Почти детский стишок, ребяческая ерунда. Но я читал более свободные вещи, пока свечи послушно подчинялись законам геометрии и химического распада, приближаясь, однако, к собственной восковой абстракции.
Глава 13
Я читал песнь четвертую эпической поэмы в стиле пророческих книг Блейка, полную прозрачных гигантов, быстро переходивших из одного настроения и кофейника в другое и в другой. По-моему, очень волнующе. Свечи должны были очень скоро зафитилиться в жидком воске. Разумно было бы взять это или другое какое-то произведение наверх в мансарду, почитать с удобством в постели. Но это, напоминал себе я, предварительный обзорный вечер, перенести отсюда все шедевры наверх вряд ли можно. Собственно, это физическая инерция, дополненная интеллектуальным возбуждением, заставляла меня терпеть вонь, мало умеренную дымом синджантинок, равно как и боль в тощих ляжках от сиденья на ящике из-под минеральной воды. Я не обращал особого внимания па шум пьяниц, покидавших таверну, хотя на секунду задумался, не Аспенуолл ли, разочарованный и парализованный, рухнул, мне было слышно, колодой на мостовую, прежде чем хлопнуть дверью.
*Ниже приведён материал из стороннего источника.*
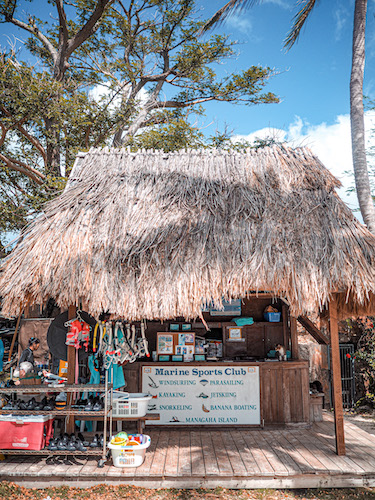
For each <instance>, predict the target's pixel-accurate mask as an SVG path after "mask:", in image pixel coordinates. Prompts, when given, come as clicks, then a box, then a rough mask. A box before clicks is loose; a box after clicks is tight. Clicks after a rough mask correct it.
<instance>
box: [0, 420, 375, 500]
mask: <svg viewBox="0 0 375 500" xmlns="http://www.w3.org/2000/svg"><path fill="white" fill-rule="evenodd" d="M344 418H345V420H348V421H350V422H352V423H353V424H355V425H357V426H358V427H361V428H362V429H364V430H365V431H366V432H369V433H371V434H375V412H373V413H362V414H356V413H354V412H345V413H344ZM125 498H128V499H131V500H197V499H200V498H205V499H210V500H231V499H239V500H245V499H254V500H284V499H285V500H339V499H340V500H359V499H360V500H375V488H353V489H347V488H345V489H324V490H314V489H307V490H301V489H300V490H227V489H224V488H216V489H214V490H203V489H199V490H174V489H158V490H147V489H144V488H135V487H133V486H106V485H98V486H93V487H92V488H86V489H80V488H69V487H67V486H66V487H65V486H64V487H57V488H48V489H44V490H41V489H32V488H23V487H21V486H18V485H16V484H15V483H9V482H1V483H0V500H76V499H77V500H79V499H82V500H85V499H89V500H120V499H125Z"/></svg>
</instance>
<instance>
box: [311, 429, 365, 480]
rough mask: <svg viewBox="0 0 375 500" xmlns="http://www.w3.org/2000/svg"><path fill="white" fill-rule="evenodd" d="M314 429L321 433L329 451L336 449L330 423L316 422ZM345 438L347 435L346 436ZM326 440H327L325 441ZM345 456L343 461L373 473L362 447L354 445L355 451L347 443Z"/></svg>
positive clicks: (333, 431)
mask: <svg viewBox="0 0 375 500" xmlns="http://www.w3.org/2000/svg"><path fill="white" fill-rule="evenodd" d="M316 428H317V429H319V430H320V431H321V434H320V435H321V436H322V435H324V437H325V441H326V443H327V446H330V447H331V449H332V448H333V449H336V446H335V431H334V428H333V425H332V423H330V422H316ZM346 436H347V434H346ZM327 438H328V439H327ZM346 448H347V449H346V456H343V457H342V458H343V460H345V461H348V460H350V461H351V462H354V463H356V464H357V465H358V466H359V467H361V469H362V470H363V471H364V472H366V473H370V472H373V471H374V463H371V462H370V461H369V459H368V456H367V455H366V454H365V453H364V452H363V450H362V447H361V446H360V445H358V444H356V445H355V450H353V447H352V446H351V445H350V443H348V446H347V447H346Z"/></svg>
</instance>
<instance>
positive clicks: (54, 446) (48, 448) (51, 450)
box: [48, 439, 58, 451]
mask: <svg viewBox="0 0 375 500" xmlns="http://www.w3.org/2000/svg"><path fill="white" fill-rule="evenodd" d="M48 449H49V450H51V451H57V450H58V448H57V442H56V439H51V441H50V442H49V445H48Z"/></svg>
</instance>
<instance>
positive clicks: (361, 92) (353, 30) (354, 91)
mask: <svg viewBox="0 0 375 500" xmlns="http://www.w3.org/2000/svg"><path fill="white" fill-rule="evenodd" d="M366 10H367V0H356V2H355V10H354V27H353V56H352V57H353V58H352V72H351V77H350V123H351V136H352V152H353V169H354V178H355V185H356V190H357V197H358V202H359V207H360V210H361V214H362V217H363V221H364V223H365V224H366V226H367V227H368V229H369V230H370V231H371V232H372V233H374V234H375V208H374V202H373V199H372V196H371V190H370V178H369V174H368V169H367V161H366V147H365V123H364V111H363V75H364V67H365V30H366Z"/></svg>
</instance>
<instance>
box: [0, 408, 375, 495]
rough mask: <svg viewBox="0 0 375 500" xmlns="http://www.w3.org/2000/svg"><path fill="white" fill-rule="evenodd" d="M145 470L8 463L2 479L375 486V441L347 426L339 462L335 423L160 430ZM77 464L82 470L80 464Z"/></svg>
mask: <svg viewBox="0 0 375 500" xmlns="http://www.w3.org/2000/svg"><path fill="white" fill-rule="evenodd" d="M147 433H148V434H149V435H150V436H151V439H152V443H151V447H150V448H149V449H148V451H147V453H146V458H145V461H144V463H143V465H141V466H140V467H138V468H116V467H113V466H112V465H110V464H107V465H105V466H104V468H101V469H99V468H97V460H96V459H93V457H87V458H80V457H76V459H75V461H71V462H69V461H67V462H65V463H64V461H63V460H60V463H56V462H53V460H51V458H50V459H46V458H41V457H32V456H28V457H20V456H8V457H7V458H6V460H5V461H3V462H0V479H1V480H9V481H14V482H16V483H18V484H22V485H24V486H28V487H31V486H32V487H47V486H52V485H61V484H69V485H70V486H82V487H87V486H93V485H94V484H100V483H109V484H119V483H128V484H132V485H135V486H142V487H149V488H160V487H165V488H169V487H174V488H198V487H199V488H201V487H203V488H213V487H217V486H222V487H226V488H304V487H310V488H318V487H325V488H329V487H355V486H375V435H372V434H369V433H367V432H366V431H364V430H362V429H360V428H359V427H358V426H357V425H354V424H353V423H349V422H345V437H346V446H347V455H346V456H342V457H338V456H337V455H336V454H335V437H334V427H333V418H332V416H331V415H329V414H325V416H324V421H323V422H321V423H315V424H314V425H313V427H312V428H311V429H296V428H294V429H282V430H269V429H265V430H260V429H246V430H242V429H241V430H236V429H233V430H221V431H220V430H189V429H188V430H186V429H184V430H182V429H178V430H170V429H168V430H167V429H165V430H164V429H163V430H156V429H150V430H149V431H147ZM74 462H75V463H74Z"/></svg>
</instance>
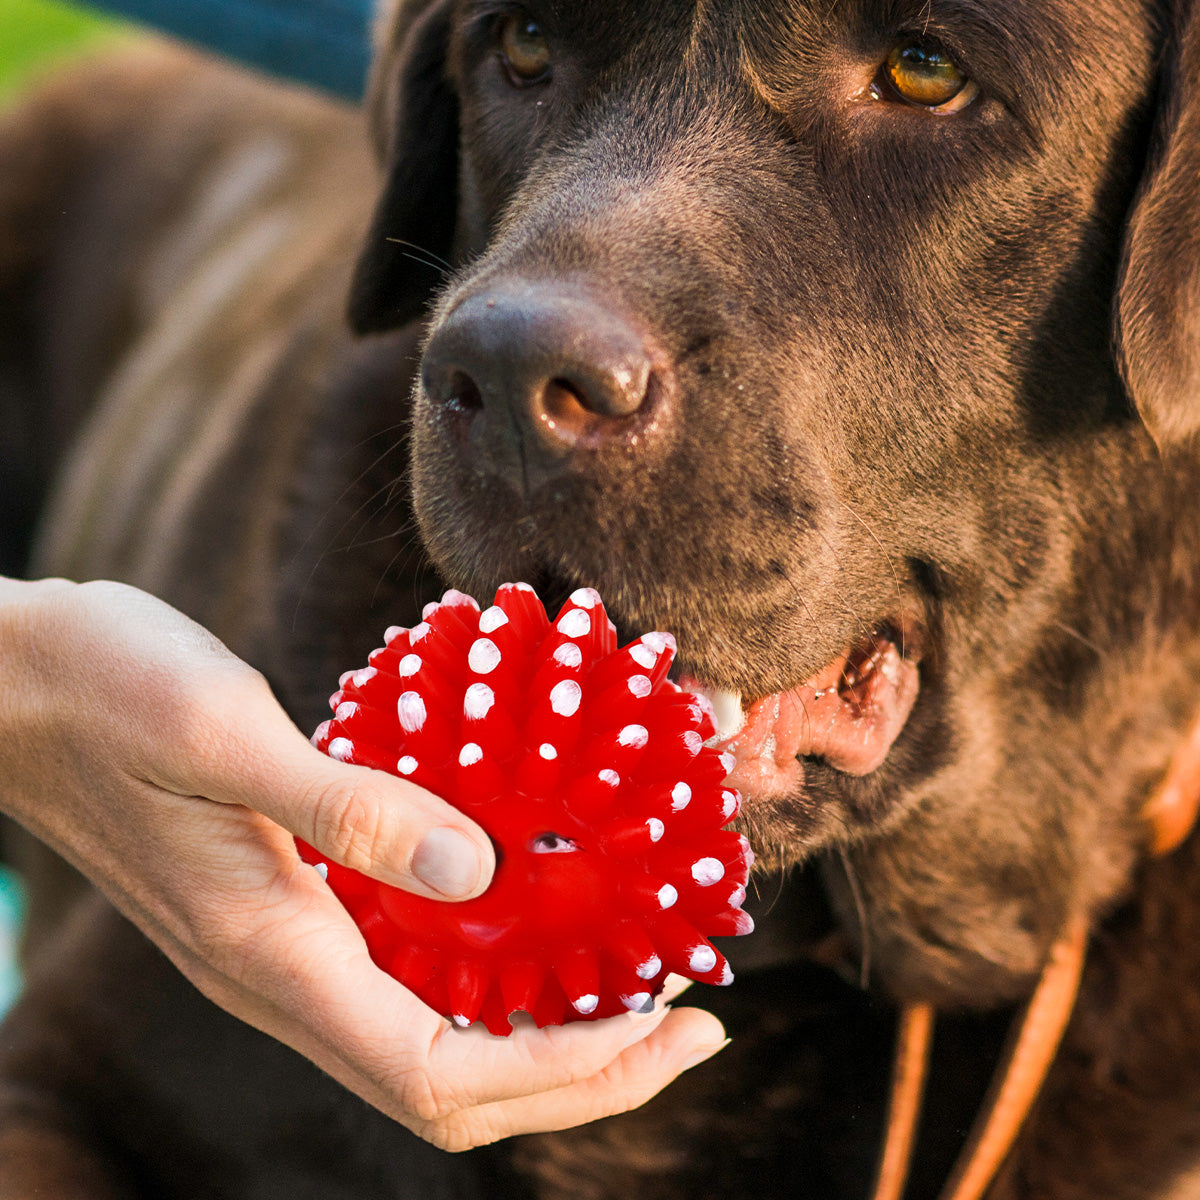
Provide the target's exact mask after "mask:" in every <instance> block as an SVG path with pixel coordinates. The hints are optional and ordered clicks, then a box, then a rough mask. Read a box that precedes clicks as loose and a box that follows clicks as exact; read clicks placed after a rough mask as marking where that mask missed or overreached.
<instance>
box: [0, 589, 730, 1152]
mask: <svg viewBox="0 0 1200 1200" xmlns="http://www.w3.org/2000/svg"><path fill="white" fill-rule="evenodd" d="M0 680H4V685H2V686H0V770H2V775H4V778H5V780H6V792H5V798H4V803H5V805H6V809H7V811H8V812H10V815H12V816H13V817H16V818H17V820H18V821H20V822H22V823H23V824H25V826H26V827H28V828H29V829H30V830H31V832H34V833H35V834H37V835H38V836H40V838H42V839H43V840H44V841H46V842H47V844H49V845H50V846H52V847H53V848H55V850H56V851H58V852H59V853H61V854H62V856H64V857H66V858H67V859H68V860H70V862H72V863H73V864H74V865H76V866H78V868H79V869H80V870H82V871H83V872H84V874H85V875H88V876H89V878H91V880H92V881H94V882H95V883H96V884H97V886H98V887H100V888H101V889H102V890H103V892H104V893H106V894H107V895H108V896H109V899H110V900H112V901H113V902H114V904H115V905H116V907H118V908H120V910H121V912H124V913H125V916H126V917H128V918H130V919H131V920H132V922H134V924H137V925H138V926H139V928H140V929H142V930H143V931H144V932H145V934H146V935H148V936H149V937H150V938H151V940H152V941H154V942H156V943H157V944H158V946H160V947H161V948H162V949H163V950H164V952H166V953H167V954H168V955H169V956H170V959H172V960H173V961H174V962H175V965H176V966H178V967H179V968H180V970H181V971H182V972H184V973H185V974H186V976H187V978H188V979H191V980H192V983H194V984H196V985H197V986H198V988H199V989H200V990H202V991H203V992H204V994H205V995H206V996H208V997H209V998H210V1000H212V1001H215V1002H216V1003H217V1004H220V1006H221V1007H222V1008H224V1009H227V1010H228V1012H230V1013H233V1014H234V1015H235V1016H239V1018H241V1019H242V1020H245V1021H247V1022H248V1024H251V1025H253V1026H256V1027H257V1028H259V1030H263V1031H264V1032H266V1033H269V1034H271V1036H272V1037H275V1038H277V1039H280V1040H281V1042H284V1043H286V1044H288V1045H290V1046H293V1048H294V1049H296V1050H299V1051H300V1052H301V1054H304V1055H306V1056H307V1057H308V1058H311V1060H312V1061H313V1062H316V1063H317V1064H318V1066H319V1067H322V1068H323V1069H324V1070H326V1072H329V1074H331V1075H334V1076H335V1078H336V1079H338V1080H340V1081H341V1082H342V1084H344V1085H346V1086H347V1087H349V1088H350V1090H353V1091H354V1092H356V1093H358V1094H360V1096H362V1097H364V1098H365V1099H367V1100H368V1102H370V1103H372V1104H374V1105H376V1106H377V1108H379V1109H380V1110H383V1111H384V1112H386V1114H389V1115H390V1116H392V1117H394V1118H395V1120H397V1121H400V1122H401V1123H402V1124H404V1126H407V1127H408V1128H409V1129H412V1130H414V1132H415V1133H418V1134H419V1135H421V1136H422V1138H425V1139H426V1140H428V1141H431V1142H433V1144H434V1145H437V1146H440V1147H443V1148H446V1150H466V1148H468V1147H470V1146H478V1145H482V1144H486V1142H488V1141H493V1140H496V1139H498V1138H503V1136H509V1135H511V1134H517V1133H532V1132H542V1130H550V1129H562V1128H568V1127H570V1126H574V1124H580V1123H583V1122H586V1121H592V1120H596V1118H598V1117H601V1116H606V1115H610V1114H613V1112H619V1111H624V1110H626V1109H630V1108H634V1106H636V1105H638V1104H641V1103H643V1102H644V1100H646V1099H648V1098H649V1097H650V1096H653V1094H654V1093H655V1092H656V1091H659V1090H660V1088H661V1087H664V1086H665V1085H666V1084H668V1082H670V1081H671V1080H672V1079H674V1078H676V1075H678V1074H679V1072H682V1070H684V1069H686V1068H688V1067H691V1066H695V1063H697V1062H700V1061H702V1060H703V1058H707V1057H708V1056H710V1055H712V1054H714V1052H715V1051H716V1050H719V1049H720V1048H721V1045H724V1031H722V1028H721V1026H720V1024H719V1022H718V1020H716V1019H715V1018H714V1016H712V1015H710V1014H708V1013H704V1012H701V1010H698V1009H688V1008H682V1009H668V1008H667V1007H665V1004H664V1003H662V1001H661V1000H660V1003H659V1006H658V1007H656V1008H655V1010H654V1012H653V1013H649V1014H632V1013H630V1014H625V1015H622V1016H616V1018H611V1019H608V1020H604V1021H593V1022H576V1024H572V1025H568V1026H562V1027H551V1028H546V1030H536V1028H534V1027H533V1026H532V1024H521V1025H520V1026H518V1028H516V1030H515V1031H514V1034H512V1036H511V1037H510V1038H493V1037H491V1036H490V1034H487V1033H486V1032H484V1030H482V1028H480V1027H478V1026H476V1027H473V1028H470V1030H457V1028H455V1027H454V1026H452V1025H451V1024H450V1022H449V1021H446V1020H444V1019H443V1018H440V1016H438V1015H437V1014H436V1013H433V1012H432V1010H431V1009H428V1008H426V1007H425V1006H424V1004H422V1003H421V1002H420V1001H419V1000H418V998H416V997H415V996H413V995H412V992H409V991H407V989H404V988H403V986H401V985H400V984H398V983H396V982H395V980H394V979H391V978H390V977H389V976H386V974H384V973H383V972H382V971H379V970H378V968H377V967H376V966H374V965H373V964H372V962H371V960H370V958H368V955H367V950H366V946H365V943H364V941H362V938H361V935H360V934H359V931H358V929H356V928H355V925H354V923H353V922H352V920H350V918H349V916H348V914H347V913H346V911H344V908H343V907H342V906H341V904H340V902H338V901H337V900H336V898H335V896H334V895H332V893H331V892H330V890H329V888H328V887H326V886H325V883H324V882H323V881H322V880H320V877H319V876H318V875H317V872H316V871H313V870H312V869H311V868H308V866H306V865H304V864H302V863H301V862H300V860H299V858H298V856H296V852H295V848H294V846H293V841H292V835H293V834H296V835H299V836H300V838H302V839H304V840H306V841H308V842H310V844H312V845H313V846H316V847H317V848H318V850H319V851H322V853H324V854H326V856H328V857H329V858H332V859H335V860H336V862H340V863H342V864H344V865H347V866H352V868H355V869H358V870H361V871H365V872H366V874H368V875H372V876H374V877H376V878H379V880H383V881H385V882H388V883H392V884H395V886H397V887H403V888H407V889H408V890H412V892H415V893H418V894H421V895H428V896H434V898H439V899H460V900H462V899H469V898H470V896H474V895H478V894H479V893H481V892H482V890H484V889H485V888H486V887H487V883H488V882H490V880H491V872H492V870H493V865H494V859H493V854H492V847H491V844H490V841H488V839H487V836H486V834H484V832H482V830H481V829H480V828H479V827H478V826H475V824H474V823H473V822H472V821H469V820H468V818H467V817H464V816H463V815H462V814H461V812H458V811H457V810H455V809H452V808H451V806H449V805H446V804H445V803H444V802H442V800H440V799H438V798H437V797H434V796H432V794H430V793H428V792H426V791H424V790H421V788H419V787H416V786H414V785H413V784H409V782H407V781H403V780H400V779H394V778H392V776H390V775H386V774H383V773H379V772H371V770H366V769H365V768H361V767H353V766H347V764H343V763H337V762H334V761H332V760H330V758H328V757H326V756H324V755H322V754H319V752H318V751H317V750H314V749H313V748H312V746H311V745H310V743H308V740H307V739H306V738H305V737H304V734H302V733H300V731H299V730H296V728H295V726H294V725H293V724H292V721H290V720H289V719H288V716H287V715H286V714H284V712H283V710H282V708H281V707H280V706H278V703H277V702H276V701H275V698H274V696H272V695H271V692H270V689H269V688H268V685H266V683H265V680H264V679H263V677H262V676H260V674H258V673H257V672H256V671H253V670H252V668H251V667H248V666H247V665H246V664H244V662H241V661H240V660H239V659H238V658H235V656H234V655H233V654H230V653H229V652H228V650H227V649H226V648H224V647H223V646H222V644H221V643H220V642H217V641H216V640H215V638H214V637H212V636H211V635H210V634H208V632H206V631H205V630H203V629H202V628H200V626H199V625H197V624H194V623H193V622H191V620H188V619H187V618H186V617H182V616H181V614H180V613H178V612H176V611H174V610H173V608H170V607H169V606H167V605H164V604H162V602H161V601H158V600H155V599H154V598H151V596H149V595H146V594H145V593H143V592H138V590H136V589H133V588H127V587H124V586H121V584H115V583H84V584H73V583H67V582H64V581H59V580H53V581H43V582H38V583H20V582H16V581H8V580H0Z"/></svg>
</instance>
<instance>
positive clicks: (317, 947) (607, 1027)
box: [208, 868, 665, 1121]
mask: <svg viewBox="0 0 1200 1200" xmlns="http://www.w3.org/2000/svg"><path fill="white" fill-rule="evenodd" d="M289 893H294V894H289V895H287V896H286V901H284V902H283V904H276V905H274V906H272V907H271V908H270V910H269V911H268V913H269V914H268V913H264V916H263V917H260V918H257V920H254V919H253V918H252V919H251V922H250V923H248V924H251V925H252V928H250V929H247V928H246V924H247V923H244V924H241V926H240V929H239V931H238V943H236V947H234V946H233V944H230V946H229V954H228V955H227V956H228V958H229V960H230V964H232V966H230V974H233V973H234V972H241V974H240V982H241V983H242V984H244V985H245V986H246V989H247V990H248V991H250V992H252V994H257V995H263V996H269V997H272V998H274V1000H275V1002H277V1003H278V1004H280V1007H281V1009H282V1010H284V1012H288V1013H290V1014H292V1015H293V1016H294V1018H295V1019H296V1020H298V1021H299V1022H300V1024H302V1025H307V1026H310V1027H311V1030H312V1034H313V1037H316V1038H317V1039H318V1040H319V1042H320V1043H322V1044H323V1045H324V1046H325V1048H328V1050H329V1051H331V1052H334V1054H336V1055H337V1056H338V1057H340V1060H341V1062H342V1068H343V1069H342V1070H336V1069H335V1070H332V1073H334V1074H338V1075H340V1078H343V1079H344V1068H350V1069H353V1070H354V1072H356V1073H358V1075H359V1079H358V1080H356V1081H355V1084H354V1085H353V1086H355V1090H361V1086H362V1080H364V1079H366V1080H373V1081H374V1082H376V1085H377V1086H378V1087H379V1088H382V1093H383V1094H384V1097H385V1098H384V1099H383V1100H378V1099H377V1100H376V1103H379V1104H380V1106H385V1105H386V1106H391V1108H395V1104H396V1097H397V1096H402V1097H403V1105H404V1106H406V1108H407V1109H408V1111H409V1112H416V1114H419V1115H420V1116H421V1117H422V1118H425V1120H430V1121H432V1120H436V1118H438V1117H442V1116H446V1115H449V1114H451V1112H454V1111H457V1110H460V1109H466V1108H475V1106H478V1105H480V1104H486V1103H491V1102H493V1100H498V1099H510V1098H514V1097H518V1096H528V1094H533V1093H536V1092H544V1091H551V1090H554V1088H559V1087H565V1086H569V1085H571V1084H575V1082H577V1081H580V1080H583V1079H587V1078H588V1076H590V1075H594V1074H596V1073H598V1072H600V1070H604V1069H605V1068H606V1067H608V1064H610V1063H611V1062H612V1061H613V1060H614V1058H616V1057H617V1056H619V1055H620V1054H622V1052H623V1051H624V1050H626V1049H628V1048H629V1046H630V1045H631V1044H634V1043H635V1042H638V1040H642V1039H644V1038H646V1037H647V1036H648V1034H650V1033H652V1032H653V1031H654V1028H655V1027H656V1025H658V1024H659V1022H660V1021H661V1020H662V1019H664V1016H665V1007H664V1001H661V1000H660V1001H659V1004H658V1008H656V1010H655V1012H653V1013H646V1014H642V1013H623V1014H620V1015H618V1016H613V1018H608V1019H607V1020H601V1021H577V1022H572V1024H570V1025H564V1026H552V1027H548V1028H544V1030H539V1028H535V1027H534V1026H533V1025H532V1024H521V1025H518V1027H517V1028H516V1030H514V1032H512V1034H511V1036H510V1037H506V1038H504V1037H493V1036H491V1034H488V1033H486V1032H485V1031H484V1030H482V1027H480V1026H475V1027H473V1028H470V1030H458V1028H456V1027H455V1026H452V1025H451V1024H450V1022H449V1021H446V1020H445V1019H444V1018H442V1016H439V1015H438V1014H436V1013H433V1012H432V1010H431V1009H428V1008H426V1006H425V1004H424V1003H421V1001H420V1000H418V998H416V997H415V996H414V995H413V994H412V992H409V991H408V990H407V989H406V988H403V986H402V985H401V984H398V983H397V982H396V980H394V979H392V978H390V977H389V976H386V974H384V973H383V972H382V971H380V970H379V968H378V967H377V966H376V965H374V964H373V962H372V961H371V959H370V958H368V955H367V952H366V946H365V944H364V942H362V938H361V936H360V935H359V932H358V930H356V929H355V926H354V925H353V923H352V922H350V918H349V917H348V916H347V913H346V911H344V910H343V908H342V907H341V905H340V904H338V901H337V900H336V899H335V898H334V896H332V893H330V892H329V889H328V887H326V886H325V884H323V883H320V882H319V877H318V876H317V872H314V871H310V870H308V869H307V868H300V869H299V870H298V877H296V880H295V881H294V883H293V886H292V888H289ZM281 931H286V934H287V937H282V936H280V934H281ZM229 941H230V943H232V942H233V931H232V930H230V937H229ZM238 954H240V955H241V958H242V960H244V962H245V961H248V964H250V965H248V966H246V965H244V962H238V960H236V955H238ZM208 956H209V958H210V959H211V958H214V955H212V954H211V953H210V954H209V955H208ZM326 1057H328V1056H326ZM323 1066H326V1069H330V1068H329V1066H328V1062H323Z"/></svg>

Этот шум был реальней Ламановых обличений Роша:
Забралошлемы, ржанье, спру, лепешки деребцовВ асафе, кентигерне, рушатся абаки, бревно,Застряло в клоне бартлета…Я как бы действительно слышал хныканье Роша и придыхание в голосовом тембре Ламана. Поразительно. Звук шел со страницы, словно из какого-то чудесного электронного механизма, но продолжался и после того, как песнь подошла к концу, и Ламан легким галопом поскакал через паз в эмпиреи, которые представляли собой одновременно клаузулу и опопанакс. Я поднял голову. Шум доносился из дома.